Im Gewerkschaftsgebäude der Local 659, wo gerade der 54.Jahrestag des ersten Tarifabschlusses mit General Motors gefeiert wird, nimmt man die neuen Hiobsbotschaften mit erstaunlicher Gelassenheit hin. Die Gewerkschaftsführung hält ihre Mitglieder durch den „exzellenten Tarifvertrag“ vom Oktober für ausreichend abgesichert. 1993, bei den nächsten Tarifverhandlungen, so glauben die Gewerkschafter, wird die Rezession längst überwunden sein.

Wenn in diesen Tagen aus den Managementetagen von Chrysler und GM die ersten Warnungen zu vernehmen sind, der Tarifvertrag müsse im Falle eines sich länger hinziehenden Golfkrieges und einer anhaltenden Wirtschaftskrise eventuell neu verhandelt werden, stellt man sich bei den „United Automobile Workers“ (UAW) lieber taub. „Das kommt für uns überhaupt nicht in Frage“, so Ross Brown, Vizepräsident der Local 659.

Sollte allerdings die Rezession bis ins 4.Quartal dieses Jahres hineinreichen, dann dürften die von den Unternehmen beiseite gelegten Rücklagen bald aufgebraucht sein. Chrysler wird Ende Februar bereits ein Viertel seines 600 Millionen- Dollar-Polsters für Lohnersatzleistungen aufgebraucht haben.

Um ihre Dividenden nicht noch weiter kürzen zu müssen, drängen die Autokonzerne nun ihre Zulieferer zu Preisnachlässen — mit negativen Folgen für die in Autostädten wie Flint bereits existierende Lohnspaltung zwischen der schrumpfenden, aber wohlverdienenden Stammbelegschaft der Autokonzerne und den stündlich bezahlten Arbeitskräften in den Zuliefer- oder Dienstleistungsbetrieben.

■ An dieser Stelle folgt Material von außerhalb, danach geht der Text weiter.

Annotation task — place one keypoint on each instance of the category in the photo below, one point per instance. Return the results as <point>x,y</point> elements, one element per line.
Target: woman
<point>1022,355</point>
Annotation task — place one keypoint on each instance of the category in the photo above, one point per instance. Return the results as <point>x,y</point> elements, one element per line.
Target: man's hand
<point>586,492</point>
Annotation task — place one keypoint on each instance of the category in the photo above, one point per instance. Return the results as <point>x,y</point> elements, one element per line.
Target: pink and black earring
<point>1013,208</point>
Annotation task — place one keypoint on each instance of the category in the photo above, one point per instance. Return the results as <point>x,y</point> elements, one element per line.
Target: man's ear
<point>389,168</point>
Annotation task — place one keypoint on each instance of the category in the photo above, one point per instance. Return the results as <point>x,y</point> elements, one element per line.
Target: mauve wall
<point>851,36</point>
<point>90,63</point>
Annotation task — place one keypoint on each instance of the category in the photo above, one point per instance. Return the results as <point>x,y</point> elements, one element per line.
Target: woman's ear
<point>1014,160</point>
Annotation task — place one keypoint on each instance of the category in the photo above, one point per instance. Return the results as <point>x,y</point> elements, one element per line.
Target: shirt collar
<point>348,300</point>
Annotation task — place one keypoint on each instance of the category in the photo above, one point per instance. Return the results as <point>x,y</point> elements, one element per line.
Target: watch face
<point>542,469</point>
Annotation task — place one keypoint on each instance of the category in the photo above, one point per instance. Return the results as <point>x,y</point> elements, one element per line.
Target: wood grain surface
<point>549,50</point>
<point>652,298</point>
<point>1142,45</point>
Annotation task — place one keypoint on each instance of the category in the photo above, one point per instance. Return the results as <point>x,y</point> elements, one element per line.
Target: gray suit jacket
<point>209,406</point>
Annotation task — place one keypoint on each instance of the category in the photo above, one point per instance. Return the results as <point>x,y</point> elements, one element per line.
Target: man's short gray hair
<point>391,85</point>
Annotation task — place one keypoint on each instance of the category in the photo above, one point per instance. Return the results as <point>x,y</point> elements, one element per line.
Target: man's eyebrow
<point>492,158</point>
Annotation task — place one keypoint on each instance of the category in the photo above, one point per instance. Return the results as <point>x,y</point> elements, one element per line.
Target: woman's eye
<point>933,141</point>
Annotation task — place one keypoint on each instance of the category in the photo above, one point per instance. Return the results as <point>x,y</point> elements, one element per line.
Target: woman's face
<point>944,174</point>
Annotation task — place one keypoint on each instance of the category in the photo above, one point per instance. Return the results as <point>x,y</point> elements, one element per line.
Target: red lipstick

Nach den Gründen für die besorgniserregende Lage ihrer Industrie befragt, zeigen die Gewerkschafter der UAW weniger auf den ehemaligen Klassenfeind in GM-Führungsetagen, sondern nach Washington. Natürlich müsse Detroit noch mehr von den Japanern lernen, „vor allem was die Verpflichtung gegenüber den Arbeitern angeht“, wie es Gewerkschaftssekretär Norm McComb formuliert. Doch die eigentliche Ursache allen Übels sei „das Nichteingreifen der Regierung in Washington gegen die japanischen Importe“. Zwar haben die Wähler des Bundesstaates Michigan auf Drängen der UAW vornehmlich protektionistisch eingestellte Abgeordnete in den Kongreß entsandt. Doch auf die strikte Freihandelspolitik der Regierung hat dies bisher keinen Einfluß gehabt. „An der Flut japanischer Importe“, so Ross Brown, „hat sich nichts geändert“.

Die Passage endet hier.